Search code examples
machine-learningscikit-learnnaivebayes

Huge number of classes with Multinominal Naive Bayes (scikit-learn)


Whenever I start having a bigger number of classes (1000 and more) MultinominalNB gets super slow and takes Gigabytes of RAM. The same is true for all the scikit learn classification algorithms that support .partial_fit() (SGDClassifier, Perceptron). When working with convolutional neural networks 10000 classes are no problem. But when I want to train MultinominalNB on the same data my 12GB of RAM are not enough and it is very very slow. From my understanding of Naive Bayes, even with a lot of classes, it should be a lot faster. Might this be a problem of the scikit-learn implementation (maybe of the .partial_fit() function) ? How can I train MultinominalNB/SGDClassifier/Perceptron on 10000+ classes (batchwise)?


Solution

  • Short answer without much information:

    • The MultinomialNB fits an independent model to each of the classes, thus, if you have C=10000+ classes it will fit C=10000+ models and therefore, only the model parameters will be [n_classes x n_features], which is quite a lot of memory if n_features is large.

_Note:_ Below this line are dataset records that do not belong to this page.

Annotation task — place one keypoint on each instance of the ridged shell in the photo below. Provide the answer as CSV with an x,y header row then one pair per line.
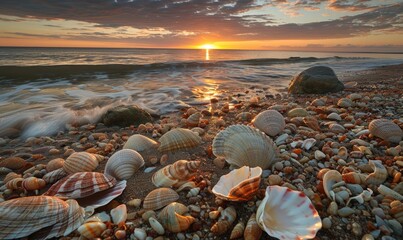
x,y
270,121
123,164
386,130
82,184
80,162
159,198
242,145
287,214
239,185
23,216
140,143
178,138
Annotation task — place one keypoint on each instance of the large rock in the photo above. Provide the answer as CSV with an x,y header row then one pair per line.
x,y
318,79
125,116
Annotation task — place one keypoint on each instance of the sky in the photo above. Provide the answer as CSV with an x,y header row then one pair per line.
x,y
306,25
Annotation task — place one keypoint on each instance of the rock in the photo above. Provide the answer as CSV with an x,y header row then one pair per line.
x,y
125,116
319,79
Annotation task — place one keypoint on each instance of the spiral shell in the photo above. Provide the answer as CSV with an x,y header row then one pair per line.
x,y
270,121
123,164
386,130
242,145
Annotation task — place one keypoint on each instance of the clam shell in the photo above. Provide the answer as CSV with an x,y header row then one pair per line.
x,y
178,138
270,121
386,130
123,164
239,185
287,214
242,145
159,198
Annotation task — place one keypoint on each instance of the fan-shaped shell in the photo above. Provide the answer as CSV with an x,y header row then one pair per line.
x,y
123,164
270,121
242,145
178,138
159,198
239,185
287,214
386,130
82,184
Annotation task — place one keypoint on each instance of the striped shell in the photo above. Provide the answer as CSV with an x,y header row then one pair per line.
x,y
242,145
239,185
178,138
22,217
287,214
270,121
386,129
140,143
159,198
81,184
123,164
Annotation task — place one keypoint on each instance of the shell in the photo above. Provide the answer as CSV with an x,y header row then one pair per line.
x,y
242,145
270,121
23,216
239,185
140,143
123,164
81,184
386,130
287,214
178,138
171,217
159,198
80,162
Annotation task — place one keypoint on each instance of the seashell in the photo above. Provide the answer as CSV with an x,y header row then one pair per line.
x,y
239,185
81,184
379,175
123,164
159,198
80,162
178,138
252,229
242,145
171,217
386,129
24,216
270,122
275,218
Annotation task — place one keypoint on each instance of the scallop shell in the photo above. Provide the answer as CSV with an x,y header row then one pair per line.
x,y
159,198
123,164
287,214
270,121
171,217
239,185
178,138
140,143
22,217
386,130
81,184
242,145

    • The SGDClassifier of scikits-learn uses OVA (one-versus-all) strategy to train a multiclass model (as the SGDC is not inherently multiclass) and therefore, another C=10000+ models need to be trained.

    • And Perceptron, from the documentation of scikits-learn:

    Perceptron and SGDClassifier share the same underlying implementation. In fact, Perceptron() is equivalent to SGDClassifier(loss=”perceptron”, eta0=1, learning_rate=”constant”, penalty=None).

    So, all the 3 classifiers you mention don't work well with high number of classes, as an independent model needs to be trained for each of the classes. I would recommend you to try something that inherently support multiclass classification, such as RandomForestClassifier.